Golang Profiling

Golang Profiling

This document summarizes Golang Profiling techniques.

1. Profiling Methods

This document summarizes available Profiling methods in Golang. Through Profiling, you can obtain Resource (CPU, Memory, Mutex, Goroutine, Thread) usage rates by function.

1.1. net/http/pprof Package

 1
 2
 3
 4
 5
 6
 7
 8
 9
10
11
12
13
14
15
package main

import (
    "http"
	_ "net/http/pprof"
    ...
)

func main() {
    // Run http server with 6060 port
	go func() {
		http.ListenAndServe("localhost:6060", nil)
	}()
    ...
}
[Code 1] net/http/pprof Package Example

The net/http/pprof Package is a Package used for Profiling Apps that continue to run like Servers. Using the pprof Package, you can easily create HTTP Endpoints in Apps to obtain Profiles. [Code 1] shows how to use the net/http/pprof Package. Initialize the net/http/pprof Package and run the HTTP Server through the http Package.

1
2
3
4
5
6
7
func init() {
	http.HandleFunc("/debug/pprof/", Index) // Profile Endpoint for Heap, Block, ThreadCreate, Goroutine, Mutex
	http.HandleFunc("/debug/pprof/cmdline", Cmdline)
	http.HandleFunc("/debug/pprof/profile", Profile) // Profile Endpoint for CPU
	http.HandleFunc("/debug/pprof/symbol", Symbol)
	http.HandleFunc("/debug/pprof/trace", Trace)
}
[Code 2] net/http/pprof init() Function

[Code 2] shows the init() function called when initializing the net/http/pprof Package. You can see that 5 HTTP Endpoints are registered with the HTTP Server. Although not shown in [Code 2], there are also various Endpoints under the Index Handler to obtain Profiles. You can obtain the following Profiles through “Get” requests to the following Endpoints.

  • CPU : http://localhost:6060/debug/pprof/profile
  • Memory Heap : http://localhost:6060/debug/pprof/heap
  • Block : http://localhost:6060/debug/pprof/block
  • Thread Create : http://localhost:6060/debug/pprof/threadcreate
  • Goroutine : http://localhost:6060/debug/pprof/goroutine
  • Mutex : http://localhost:6060/debug/pprof/mutex

You can set how many seconds to perform Profiling using the seconds Query String on all HTTP Endpoints.

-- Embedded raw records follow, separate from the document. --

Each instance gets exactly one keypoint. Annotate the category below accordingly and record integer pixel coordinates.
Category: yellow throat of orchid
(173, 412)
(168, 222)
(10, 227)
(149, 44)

  • seconds : http://localhost:6060/debug/pprof/profile?seconds=30
$ curl http://localhost:6060/debug/pprof/profile\?seconds\=30 --output cpu.prof
$ curl http://localhost:6060/debug/pprof/heap\?seconds\=30 --output heap.prof
$ curl http://localhost:6060/debug/pprof/block\?seconds\=30 --output heap.prof
$ curl http://localhost:6060/debug/pprof/threadcreate\?seconds\=30 --output heap.prof
$ curl http://localhost:6060/debug/pprof/goroutine\?seconds\=30 --output heap.prof
$ curl http://localhost:6060/debug/pprof/mutex\?seconds\=30 --output mutex.prof
[Shell 1] Get Profile File Example

[Shell 1] shows an example of obtaining Profiles using HTTP Endpoints.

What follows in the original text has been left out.